THE 2017 EDITION OF THE MBA REUNION ORGANIZED BY BOCCONI ALUMNI COMMUNITY AND SDA BOCCONI WILL BE HELD ON 5 AND 6 MAY, BRINGING TOGETHER 32 CLASS GROUPS THIS YEAR. THREE MBA GRADUATES RECALL THEIR EXPERIENCE IN THE PROGRAM.
Intensive study, relationships that last a lifetime, that rapport that only occurs with constant debate, mediated through challenging activities like group projects. The MBA experience is more than the sum of its parts, as can be seen from the stories of those who lived through it.

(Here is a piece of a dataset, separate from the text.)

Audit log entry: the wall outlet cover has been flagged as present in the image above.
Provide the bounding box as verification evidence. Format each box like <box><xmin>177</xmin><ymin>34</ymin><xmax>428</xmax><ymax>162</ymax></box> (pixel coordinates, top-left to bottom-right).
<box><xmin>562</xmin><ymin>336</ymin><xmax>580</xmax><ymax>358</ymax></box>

It is often compared to the experience at military schools, when the draft was still enforced: “I did both, an MBA and military school, and there really is a resemblance,” says Luca Sorteni, MBA 21 (1996), one of the founders of the very first association for MBA alumni, before the creation of the Bocconi Alumni Community . “You spend a lot of time together and you have to collaborate to reach a common objective. There can be tension during times of stress, but friendships are solidified.” There is a difference, however, and it’s an important one: “In the MBA, it’s essential to study everyone’s peculiar traits, because it’s important to combine each person’s skills.” Sorteni recalls a personal example: since he came to SDA Bocconi relatively late, “at age 33, with a few years’ professional experience and two children,” he had to work with classmates who were often younger. And with this kind of debate, “you can learn another very important lesson: the humility of reevaluating your age and professional experience.” Because, in group projects for instance, anyone, even the young and less expert, “could propose something interesting to add to the work.”
After all, the challenging part of those months in the classroom is debate in a very international environment (especially in the English class groups, where often nine out of ten students are not Italian). “There was a South American lawyer, a British civil servant, a Japanese finance professional. In the same class, there could be participants from 50 different countries and with very different professional backgrounds. However, there was no common thread, which is usually found in multinationals, of a shared company culture,” says Fabio De Silvestri, MBA 27 (2002). The challenge therefore becomes finding common ground when deadlines approach “but this is one of those opportunities for personal growth during this experience.” Another is the outlook that completing an MBA provides: “You need to remember that it’s a program that is not created to provide hard skills in each sector, not least because it would be practically impossible. It gives you basic knowledge in a number of fields, providing a wide-ranging horizontal viewpoint that often completely changes the way you approach your work later on,” continues De Silvestri. “I remember, for example, that I took very interesting modules aimed at focusing on and teaching different corporate conduct in similar situations.”
Intensity, debate, vision. And relationships. “The first thing that comes to mind when I think back on those days,” remembers Andrea Delogu, MBA 30 (2005), “are the relationships. It was a very difficult year, because of the pressure, but I would do it over again in a heartbeat. And I would recommend it to anyone who wants to do something more in life. Or to anyone who want to understand what not to do: because it’s a year during which you learn to focus. In the end, however, besides the studying, what you’re left with are your personal relationships. And the awareness that you’ve had a special year.” Any advice for someone thinking about doing an MBA? Delogu is quick to answer: “If you’re already thinking about doing it, then you should do it.”
Feelings, memories and stories of a special experience that will live on this 5 and 6 May, when the 2017 edition of the Bocconi Alumni Community and SDA Bocconi MBA Reunion will be held. This year, 32 class groups will participate, including Luca, Fabio and Andrea’s, with a full program of continuous learning and networking. Plenary sessions will include speeches by Frances Ouseley, Director of EasyJet Italia, and Sara Ferrero, CEO of Valextra and Partner at Neo Investment Partner LLP.